Distributed training error when running fine_tune (No grad accumulator for a saved leaf!)

kply · February 5, 2021, 7:26pm

I’m trying to run the simple Cats vs Dogs fine_tune tutorial code using distributed training (DDP - with multiple GPUs on a single machine).

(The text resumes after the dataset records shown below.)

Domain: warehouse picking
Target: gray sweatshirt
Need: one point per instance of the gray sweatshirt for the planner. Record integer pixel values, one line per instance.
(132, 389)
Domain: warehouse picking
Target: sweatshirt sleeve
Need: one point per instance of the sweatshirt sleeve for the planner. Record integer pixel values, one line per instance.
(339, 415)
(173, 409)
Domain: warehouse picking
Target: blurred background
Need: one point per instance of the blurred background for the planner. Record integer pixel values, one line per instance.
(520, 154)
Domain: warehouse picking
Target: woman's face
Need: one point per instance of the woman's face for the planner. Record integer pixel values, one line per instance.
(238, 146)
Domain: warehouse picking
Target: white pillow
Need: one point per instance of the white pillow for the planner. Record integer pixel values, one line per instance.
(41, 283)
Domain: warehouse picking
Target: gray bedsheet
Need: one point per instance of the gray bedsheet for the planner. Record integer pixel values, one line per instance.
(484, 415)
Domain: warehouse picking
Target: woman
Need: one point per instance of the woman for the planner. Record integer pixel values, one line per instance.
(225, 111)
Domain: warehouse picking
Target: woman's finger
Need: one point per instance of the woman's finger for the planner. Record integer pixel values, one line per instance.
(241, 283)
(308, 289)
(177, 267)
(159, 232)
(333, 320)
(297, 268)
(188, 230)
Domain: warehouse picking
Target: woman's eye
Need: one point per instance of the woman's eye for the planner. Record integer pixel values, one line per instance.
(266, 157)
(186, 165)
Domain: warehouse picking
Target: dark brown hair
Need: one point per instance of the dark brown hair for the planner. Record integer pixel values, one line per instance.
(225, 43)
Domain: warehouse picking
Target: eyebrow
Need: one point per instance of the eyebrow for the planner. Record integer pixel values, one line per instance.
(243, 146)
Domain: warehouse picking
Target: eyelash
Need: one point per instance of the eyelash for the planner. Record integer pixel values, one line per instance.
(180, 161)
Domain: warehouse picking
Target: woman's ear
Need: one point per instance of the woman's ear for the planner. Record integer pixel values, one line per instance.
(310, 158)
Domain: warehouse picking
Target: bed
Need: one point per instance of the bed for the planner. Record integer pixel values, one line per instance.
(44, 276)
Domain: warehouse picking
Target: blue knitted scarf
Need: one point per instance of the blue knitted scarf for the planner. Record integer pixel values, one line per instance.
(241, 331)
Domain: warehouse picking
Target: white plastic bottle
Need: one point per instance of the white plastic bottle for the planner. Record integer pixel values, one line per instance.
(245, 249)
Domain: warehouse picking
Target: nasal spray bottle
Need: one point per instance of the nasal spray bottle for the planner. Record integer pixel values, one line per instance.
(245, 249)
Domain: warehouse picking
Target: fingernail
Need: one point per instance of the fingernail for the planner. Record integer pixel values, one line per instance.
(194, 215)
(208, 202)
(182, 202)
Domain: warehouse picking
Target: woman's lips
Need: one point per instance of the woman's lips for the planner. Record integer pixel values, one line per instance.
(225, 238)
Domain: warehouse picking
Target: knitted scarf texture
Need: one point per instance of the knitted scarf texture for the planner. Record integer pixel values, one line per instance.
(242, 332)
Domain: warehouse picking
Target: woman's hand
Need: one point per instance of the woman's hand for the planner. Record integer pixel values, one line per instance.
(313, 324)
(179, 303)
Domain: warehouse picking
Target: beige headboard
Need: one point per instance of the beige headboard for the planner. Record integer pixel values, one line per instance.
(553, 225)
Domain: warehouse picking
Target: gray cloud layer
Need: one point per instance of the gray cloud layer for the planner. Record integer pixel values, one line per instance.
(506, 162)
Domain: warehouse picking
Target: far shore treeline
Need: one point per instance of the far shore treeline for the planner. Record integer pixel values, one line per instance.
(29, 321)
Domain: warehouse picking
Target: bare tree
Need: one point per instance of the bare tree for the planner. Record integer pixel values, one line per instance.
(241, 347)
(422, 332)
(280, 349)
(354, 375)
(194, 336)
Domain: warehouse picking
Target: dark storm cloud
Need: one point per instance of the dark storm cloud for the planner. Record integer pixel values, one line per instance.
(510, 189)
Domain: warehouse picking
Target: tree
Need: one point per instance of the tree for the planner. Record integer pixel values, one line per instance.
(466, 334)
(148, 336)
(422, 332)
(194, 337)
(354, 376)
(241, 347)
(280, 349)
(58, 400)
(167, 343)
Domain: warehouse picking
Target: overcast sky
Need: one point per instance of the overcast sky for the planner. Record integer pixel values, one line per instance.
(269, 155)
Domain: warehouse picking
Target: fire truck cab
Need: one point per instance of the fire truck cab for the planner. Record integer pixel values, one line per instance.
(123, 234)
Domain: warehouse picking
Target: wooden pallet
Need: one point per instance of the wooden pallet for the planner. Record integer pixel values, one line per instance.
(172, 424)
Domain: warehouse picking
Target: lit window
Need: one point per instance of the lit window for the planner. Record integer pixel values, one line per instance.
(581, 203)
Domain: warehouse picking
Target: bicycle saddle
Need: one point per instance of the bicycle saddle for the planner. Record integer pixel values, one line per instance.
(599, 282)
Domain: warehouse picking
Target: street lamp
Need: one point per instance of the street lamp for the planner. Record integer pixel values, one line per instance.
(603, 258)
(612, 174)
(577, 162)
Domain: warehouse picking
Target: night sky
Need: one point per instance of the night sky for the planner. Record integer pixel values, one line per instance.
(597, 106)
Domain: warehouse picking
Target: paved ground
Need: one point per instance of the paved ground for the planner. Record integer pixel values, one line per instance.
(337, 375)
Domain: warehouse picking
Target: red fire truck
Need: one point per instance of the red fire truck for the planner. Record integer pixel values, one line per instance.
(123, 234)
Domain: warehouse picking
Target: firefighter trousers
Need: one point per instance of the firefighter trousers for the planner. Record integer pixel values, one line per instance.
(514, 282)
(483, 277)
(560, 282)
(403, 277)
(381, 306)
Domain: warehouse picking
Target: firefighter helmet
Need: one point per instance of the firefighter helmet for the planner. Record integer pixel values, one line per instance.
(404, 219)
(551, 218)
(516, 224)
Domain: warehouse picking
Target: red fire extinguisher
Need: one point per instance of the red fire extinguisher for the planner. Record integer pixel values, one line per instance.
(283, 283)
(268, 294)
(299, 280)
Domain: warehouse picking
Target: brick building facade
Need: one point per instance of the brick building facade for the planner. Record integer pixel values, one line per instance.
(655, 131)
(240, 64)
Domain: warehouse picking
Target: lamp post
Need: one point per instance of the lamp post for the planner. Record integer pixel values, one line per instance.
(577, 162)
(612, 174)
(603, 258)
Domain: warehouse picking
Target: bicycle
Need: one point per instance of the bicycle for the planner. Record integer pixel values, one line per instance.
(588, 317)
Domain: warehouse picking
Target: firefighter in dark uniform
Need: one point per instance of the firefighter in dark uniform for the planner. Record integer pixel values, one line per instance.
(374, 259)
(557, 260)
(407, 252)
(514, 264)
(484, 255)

I followed the DDP tutorial and sample code.

The code below works when you run it without DDP:
python3 tutorial_ddp.py

but it throws the error RuntimeError: No grad accumulator for a saved leaf! when running via DDP:
python3 -m fastai.launch tutorial_ddp.py

Code

import os
from fastai.vision.all import *
from fastai.distributed import *

path = rank0_first(untar_data, URLs.PETS)
files = get_image_files(path/"images")

def label_func(f):
    return f[0].isupper()

dls = ImageDataLoaders.from_name_func(path, files, label_func, item_tfms=Resize(224))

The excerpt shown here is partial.